Several of our posts (here, here and here) have discussed the challenges in asserting fraud claims under Section 10(b) of the 1934 Securities Exchange Act. But, it’s not easy to bring negligence and strict liability claims under Section 11 and 12(a)(2) of the 1933 Securities Act either, as Judge Crotty points out in a clear and crisp opinion in In re Barclays Bank Plc Secs. Litig. 09 Civ. 1989 (S.D.N.Y. January 5, 2011).
Barclays made four public offerings of securities as the sub-prime market was collapsing between 2006 and 2008. Plaintiffs claimed that Barclays’ offering materials and public statements failed to adequately disclose and account for its exposure to sub-prime related real estate risk, and that Barclays misleadingly assured investors that its “extensive risk management practices” helped it avoid credit market risks. Needless to say, Barclays’ losses as the real estate market collapsed (to the tune of £30-36 billion) were much higher than it predicted.
Judge Crotty rejected plaintiffs’ claim that Barclays’ sales materials were misleading because they did not timely recognize the mortgage crisis and disregarded other less optimistic (and more accurate) public ratings of Barclays’ sub-prime real estate assets.

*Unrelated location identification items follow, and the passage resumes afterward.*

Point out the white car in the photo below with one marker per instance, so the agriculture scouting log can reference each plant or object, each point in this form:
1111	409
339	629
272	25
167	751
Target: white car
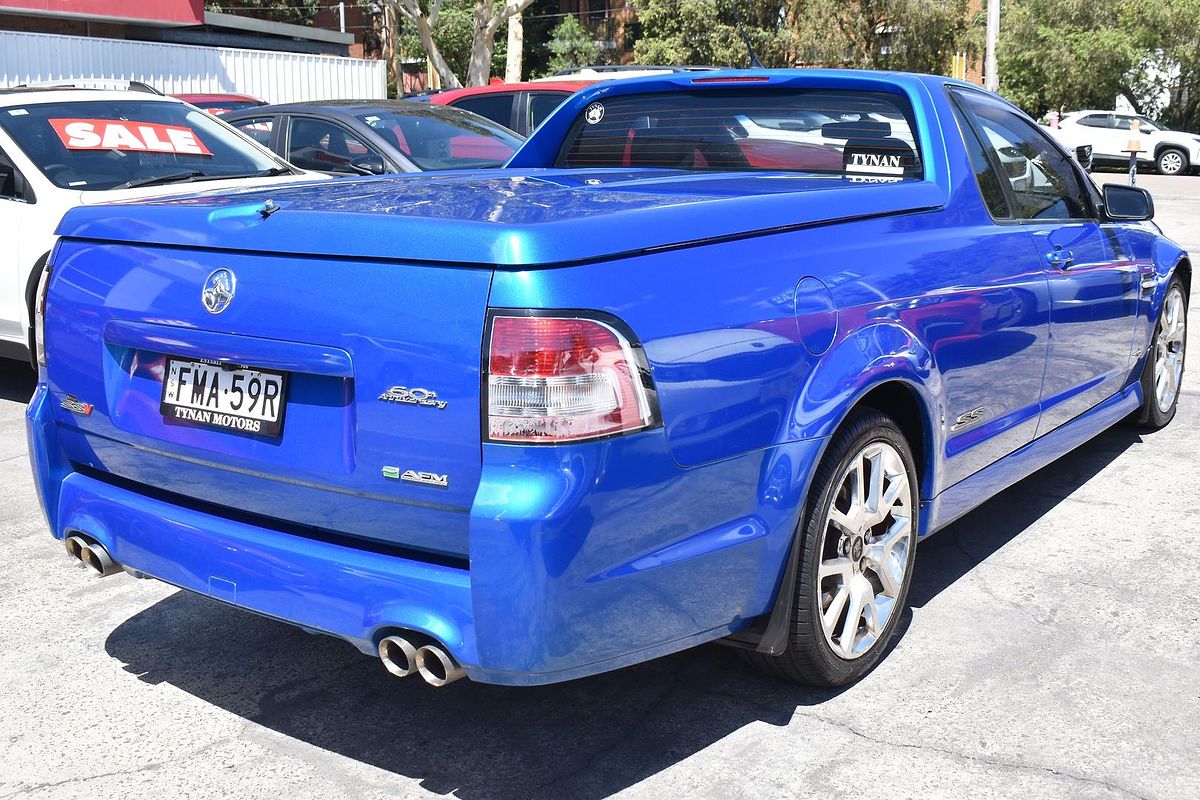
1171	152
78	146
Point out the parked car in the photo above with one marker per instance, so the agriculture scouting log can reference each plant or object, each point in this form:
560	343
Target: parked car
627	396
61	148
520	107
219	104
377	137
1170	152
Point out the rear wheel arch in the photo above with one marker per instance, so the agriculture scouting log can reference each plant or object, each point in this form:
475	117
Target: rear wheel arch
1183	271
35	276
905	403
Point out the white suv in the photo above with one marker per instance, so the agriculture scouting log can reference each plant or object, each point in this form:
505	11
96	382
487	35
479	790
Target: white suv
1171	152
60	148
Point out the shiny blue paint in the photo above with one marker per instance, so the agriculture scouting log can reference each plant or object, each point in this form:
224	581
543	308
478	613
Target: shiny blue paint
767	306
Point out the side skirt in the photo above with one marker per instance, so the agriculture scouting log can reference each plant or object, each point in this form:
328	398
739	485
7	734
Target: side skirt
973	491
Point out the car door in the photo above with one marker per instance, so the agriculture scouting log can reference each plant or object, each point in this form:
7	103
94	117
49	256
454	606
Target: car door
498	107
262	130
539	106
1093	283
327	146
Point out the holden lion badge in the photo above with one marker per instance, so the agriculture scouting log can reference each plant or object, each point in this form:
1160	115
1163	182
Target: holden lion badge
219	290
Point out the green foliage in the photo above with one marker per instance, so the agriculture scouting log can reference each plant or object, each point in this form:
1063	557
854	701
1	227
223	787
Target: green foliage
571	46
703	31
298	12
454	36
1066	54
913	35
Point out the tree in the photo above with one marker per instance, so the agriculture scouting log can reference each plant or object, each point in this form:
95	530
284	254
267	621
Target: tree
485	19
1066	54
571	46
913	35
705	31
298	12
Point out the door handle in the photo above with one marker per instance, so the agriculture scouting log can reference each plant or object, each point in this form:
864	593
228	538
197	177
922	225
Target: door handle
1060	258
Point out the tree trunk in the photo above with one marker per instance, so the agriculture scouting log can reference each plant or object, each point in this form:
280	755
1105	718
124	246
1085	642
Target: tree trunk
515	52
479	68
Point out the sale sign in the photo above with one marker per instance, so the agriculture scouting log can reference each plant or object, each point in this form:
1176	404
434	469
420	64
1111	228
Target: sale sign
129	134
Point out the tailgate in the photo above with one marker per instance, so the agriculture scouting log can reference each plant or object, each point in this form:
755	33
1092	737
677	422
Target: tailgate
378	365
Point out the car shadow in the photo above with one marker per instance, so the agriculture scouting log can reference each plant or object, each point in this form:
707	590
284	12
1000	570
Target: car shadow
17	382
586	739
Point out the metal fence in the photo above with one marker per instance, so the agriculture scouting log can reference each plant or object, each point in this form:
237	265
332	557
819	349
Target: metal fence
186	68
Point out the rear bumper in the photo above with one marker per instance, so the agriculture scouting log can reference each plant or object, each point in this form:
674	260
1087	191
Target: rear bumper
582	559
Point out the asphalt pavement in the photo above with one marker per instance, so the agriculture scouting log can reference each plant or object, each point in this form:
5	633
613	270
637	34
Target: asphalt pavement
1051	651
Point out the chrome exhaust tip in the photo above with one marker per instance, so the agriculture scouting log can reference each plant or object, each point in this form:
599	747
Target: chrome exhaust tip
399	655
76	546
97	558
438	667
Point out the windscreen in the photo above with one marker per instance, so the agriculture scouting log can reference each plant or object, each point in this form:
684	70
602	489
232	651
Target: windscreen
858	134
219	107
444	138
119	143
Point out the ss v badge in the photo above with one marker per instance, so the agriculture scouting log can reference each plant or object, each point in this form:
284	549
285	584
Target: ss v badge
969	419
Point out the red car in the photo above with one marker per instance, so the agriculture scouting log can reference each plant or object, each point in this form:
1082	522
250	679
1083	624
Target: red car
520	107
219	104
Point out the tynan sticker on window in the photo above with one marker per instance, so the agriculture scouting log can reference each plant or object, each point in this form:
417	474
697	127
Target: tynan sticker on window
129	134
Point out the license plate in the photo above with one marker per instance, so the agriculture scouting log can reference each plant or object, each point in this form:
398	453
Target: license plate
240	398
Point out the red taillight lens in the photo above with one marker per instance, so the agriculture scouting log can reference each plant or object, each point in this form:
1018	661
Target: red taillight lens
563	379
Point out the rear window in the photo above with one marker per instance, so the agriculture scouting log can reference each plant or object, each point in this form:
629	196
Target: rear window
114	143
858	134
443	138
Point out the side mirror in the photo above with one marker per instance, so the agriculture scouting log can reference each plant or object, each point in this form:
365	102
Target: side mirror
1127	203
1084	156
369	164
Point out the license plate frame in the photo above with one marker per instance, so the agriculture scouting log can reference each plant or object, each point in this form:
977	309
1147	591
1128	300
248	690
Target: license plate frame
179	408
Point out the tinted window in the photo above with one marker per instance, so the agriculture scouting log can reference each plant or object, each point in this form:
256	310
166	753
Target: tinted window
106	144
258	128
497	108
990	187
7	176
862	136
1043	180
217	107
327	146
540	106
443	138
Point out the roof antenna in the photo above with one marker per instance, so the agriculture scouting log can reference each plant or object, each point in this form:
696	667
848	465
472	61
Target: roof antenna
755	64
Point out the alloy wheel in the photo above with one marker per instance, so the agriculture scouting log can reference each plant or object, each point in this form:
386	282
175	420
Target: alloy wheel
868	535
1169	348
1170	163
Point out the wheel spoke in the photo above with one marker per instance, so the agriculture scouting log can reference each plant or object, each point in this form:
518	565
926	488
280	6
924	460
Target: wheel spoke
831	615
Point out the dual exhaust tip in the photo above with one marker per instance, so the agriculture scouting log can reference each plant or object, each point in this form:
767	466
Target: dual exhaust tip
401	657
93	555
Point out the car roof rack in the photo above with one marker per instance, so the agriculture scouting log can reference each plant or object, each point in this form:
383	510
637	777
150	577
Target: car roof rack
117	85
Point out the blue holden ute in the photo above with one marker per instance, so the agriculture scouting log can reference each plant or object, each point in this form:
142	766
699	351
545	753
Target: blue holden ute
706	361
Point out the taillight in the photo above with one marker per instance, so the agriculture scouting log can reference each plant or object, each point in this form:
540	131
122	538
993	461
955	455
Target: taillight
43	283
553	379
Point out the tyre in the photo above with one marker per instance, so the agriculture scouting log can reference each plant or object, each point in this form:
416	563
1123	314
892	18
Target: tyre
858	542
1163	373
1171	162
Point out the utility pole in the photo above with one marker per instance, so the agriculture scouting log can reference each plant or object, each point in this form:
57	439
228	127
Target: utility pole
990	73
516	44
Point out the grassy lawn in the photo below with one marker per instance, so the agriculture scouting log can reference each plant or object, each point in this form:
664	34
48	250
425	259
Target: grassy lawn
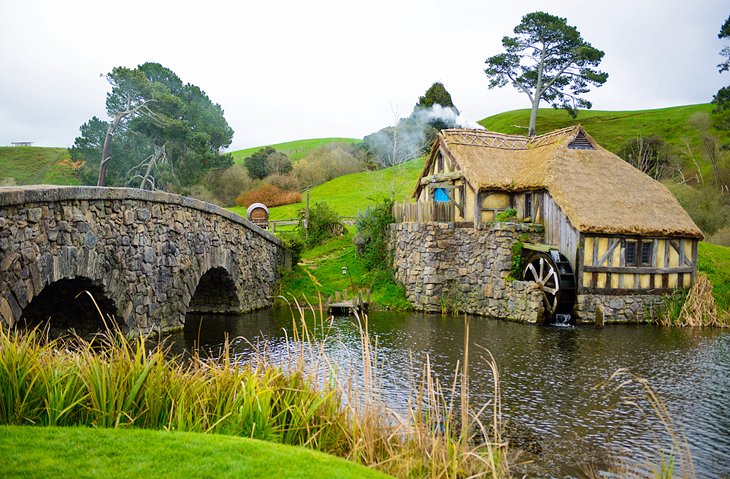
32	165
351	194
319	274
293	149
32	452
609	128
714	261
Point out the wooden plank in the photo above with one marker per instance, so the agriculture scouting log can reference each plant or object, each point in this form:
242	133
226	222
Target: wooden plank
579	263
611	248
543	248
635	270
628	292
695	245
681	252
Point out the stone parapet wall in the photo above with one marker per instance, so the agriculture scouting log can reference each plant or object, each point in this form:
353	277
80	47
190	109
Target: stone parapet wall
444	267
146	251
605	308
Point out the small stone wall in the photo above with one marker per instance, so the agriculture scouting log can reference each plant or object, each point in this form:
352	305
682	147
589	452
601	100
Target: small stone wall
444	267
606	308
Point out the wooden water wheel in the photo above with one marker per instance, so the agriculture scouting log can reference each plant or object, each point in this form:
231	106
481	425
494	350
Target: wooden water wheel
554	276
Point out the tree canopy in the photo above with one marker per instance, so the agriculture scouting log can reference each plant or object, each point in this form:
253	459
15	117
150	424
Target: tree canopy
721	99
436	95
162	133
547	60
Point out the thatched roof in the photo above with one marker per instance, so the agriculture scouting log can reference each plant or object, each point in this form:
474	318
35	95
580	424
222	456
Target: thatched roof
598	191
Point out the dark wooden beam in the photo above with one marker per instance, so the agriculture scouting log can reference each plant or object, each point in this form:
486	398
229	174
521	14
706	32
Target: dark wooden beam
636	270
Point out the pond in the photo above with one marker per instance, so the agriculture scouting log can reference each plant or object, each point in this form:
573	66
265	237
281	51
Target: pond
548	378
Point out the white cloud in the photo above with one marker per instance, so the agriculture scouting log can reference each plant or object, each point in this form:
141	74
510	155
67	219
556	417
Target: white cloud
292	70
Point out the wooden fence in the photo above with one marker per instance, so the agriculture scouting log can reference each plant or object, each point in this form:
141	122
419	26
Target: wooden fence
424	212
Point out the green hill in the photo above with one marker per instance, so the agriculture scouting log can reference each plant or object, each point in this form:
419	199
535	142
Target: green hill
30	451
28	165
293	149
609	128
350	194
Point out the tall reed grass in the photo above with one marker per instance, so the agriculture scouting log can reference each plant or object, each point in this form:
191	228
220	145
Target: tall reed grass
309	399
695	309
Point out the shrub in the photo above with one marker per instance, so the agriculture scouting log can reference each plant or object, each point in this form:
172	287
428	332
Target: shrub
278	164
329	162
269	195
228	183
295	244
285	182
510	214
372	233
707	207
324	223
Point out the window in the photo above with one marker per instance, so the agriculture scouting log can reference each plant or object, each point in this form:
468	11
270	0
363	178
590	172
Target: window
646	253
638	252
440	196
630	253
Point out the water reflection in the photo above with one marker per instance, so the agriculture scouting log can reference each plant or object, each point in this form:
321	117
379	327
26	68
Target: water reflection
548	375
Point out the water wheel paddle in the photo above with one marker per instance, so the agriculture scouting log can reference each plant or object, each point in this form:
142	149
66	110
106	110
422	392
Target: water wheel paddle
554	277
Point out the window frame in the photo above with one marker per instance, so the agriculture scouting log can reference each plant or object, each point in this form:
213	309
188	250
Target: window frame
640	247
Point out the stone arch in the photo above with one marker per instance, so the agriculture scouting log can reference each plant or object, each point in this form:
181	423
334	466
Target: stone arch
215	292
64	305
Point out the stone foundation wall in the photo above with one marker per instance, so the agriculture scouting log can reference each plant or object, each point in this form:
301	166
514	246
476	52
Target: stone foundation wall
443	267
605	308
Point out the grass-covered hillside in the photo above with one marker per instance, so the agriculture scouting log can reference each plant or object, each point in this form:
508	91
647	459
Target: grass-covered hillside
31	165
350	194
29	451
609	128
293	149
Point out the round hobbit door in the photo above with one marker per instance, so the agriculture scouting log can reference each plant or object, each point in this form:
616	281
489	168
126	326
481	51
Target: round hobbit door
554	277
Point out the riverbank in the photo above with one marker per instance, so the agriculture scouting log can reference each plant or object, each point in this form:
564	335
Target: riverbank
301	396
319	275
80	452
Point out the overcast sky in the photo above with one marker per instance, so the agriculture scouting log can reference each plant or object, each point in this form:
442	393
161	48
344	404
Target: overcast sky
288	70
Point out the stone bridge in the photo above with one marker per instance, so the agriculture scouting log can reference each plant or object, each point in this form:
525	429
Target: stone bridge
146	258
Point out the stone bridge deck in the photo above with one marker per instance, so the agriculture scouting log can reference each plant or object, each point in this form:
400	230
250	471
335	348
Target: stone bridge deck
147	258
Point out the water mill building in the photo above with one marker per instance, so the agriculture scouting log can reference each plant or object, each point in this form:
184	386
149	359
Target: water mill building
596	238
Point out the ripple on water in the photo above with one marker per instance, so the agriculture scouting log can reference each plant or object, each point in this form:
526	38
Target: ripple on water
548	376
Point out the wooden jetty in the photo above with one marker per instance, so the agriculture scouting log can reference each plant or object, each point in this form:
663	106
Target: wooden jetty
341	305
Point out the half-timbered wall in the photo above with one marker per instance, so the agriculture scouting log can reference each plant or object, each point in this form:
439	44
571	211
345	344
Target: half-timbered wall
620	264
444	174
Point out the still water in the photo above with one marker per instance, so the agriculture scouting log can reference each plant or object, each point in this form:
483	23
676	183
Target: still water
548	378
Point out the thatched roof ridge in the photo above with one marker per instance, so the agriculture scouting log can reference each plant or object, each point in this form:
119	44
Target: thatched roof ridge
598	191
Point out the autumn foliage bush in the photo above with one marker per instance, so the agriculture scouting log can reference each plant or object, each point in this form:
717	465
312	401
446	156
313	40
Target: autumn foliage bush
270	195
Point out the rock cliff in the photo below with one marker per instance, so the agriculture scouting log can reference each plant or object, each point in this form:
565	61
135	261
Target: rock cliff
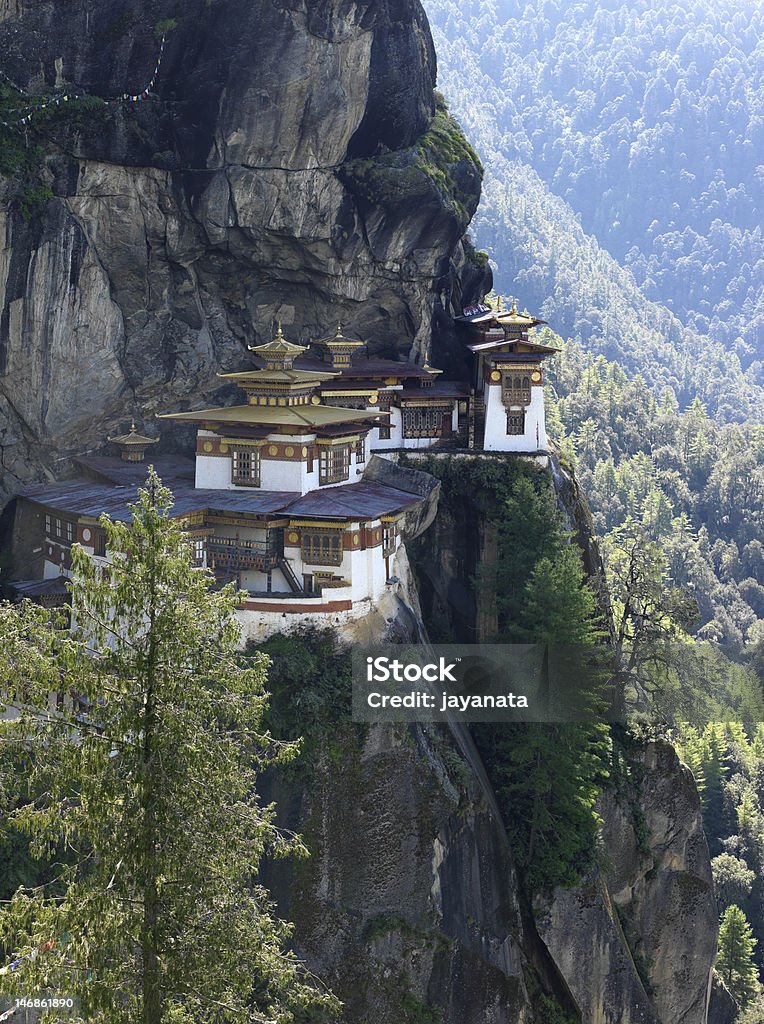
291	163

According to Judge Crotty, Barclays disclosed that its valuations were matters of judgment and opinion, and plaintiffs did not make a fraud based allegation that Barclays did not believe its valuations at the time it made them. As to the other publicly available valuations that Barclays ignored, the Court found that “[p]laintiffs cannot state a claim that defendants misled them as to information readily available in the public domain because the law imputes knowledge of such market trends to the reasonable investor.” Similarly, Barclays’ statements about its risk management practices were too generalized to state a claim, and “expressions of “corporate optimism” are not securities violations because ‘[u]p to a point, companies must be permitted to operate with a hopeful outlook.’” As put bluntly by Judge Crotty, a “plaintiff may not plead Section 11 or 12(a)(2) claims with the benefit of 20/20 hindsight.”
There is much to chew on in Judge Crotty’s opinion, including an important analysis of the difference between the measurement of the statute of limitations applicable to Section 10(b) claims, and to Section 11 and 12 claims in the S.D.N.Y. In short, a stringent “inquiry notice” limitations standard still applies to Section 11 and 12 claims, although the Supreme Court has recognized that for 10(b) claims, “the ‘discovery’ of facts that put a plaintiff on ‘inquiry notice’ does not automatically begin the running of the limitations period.”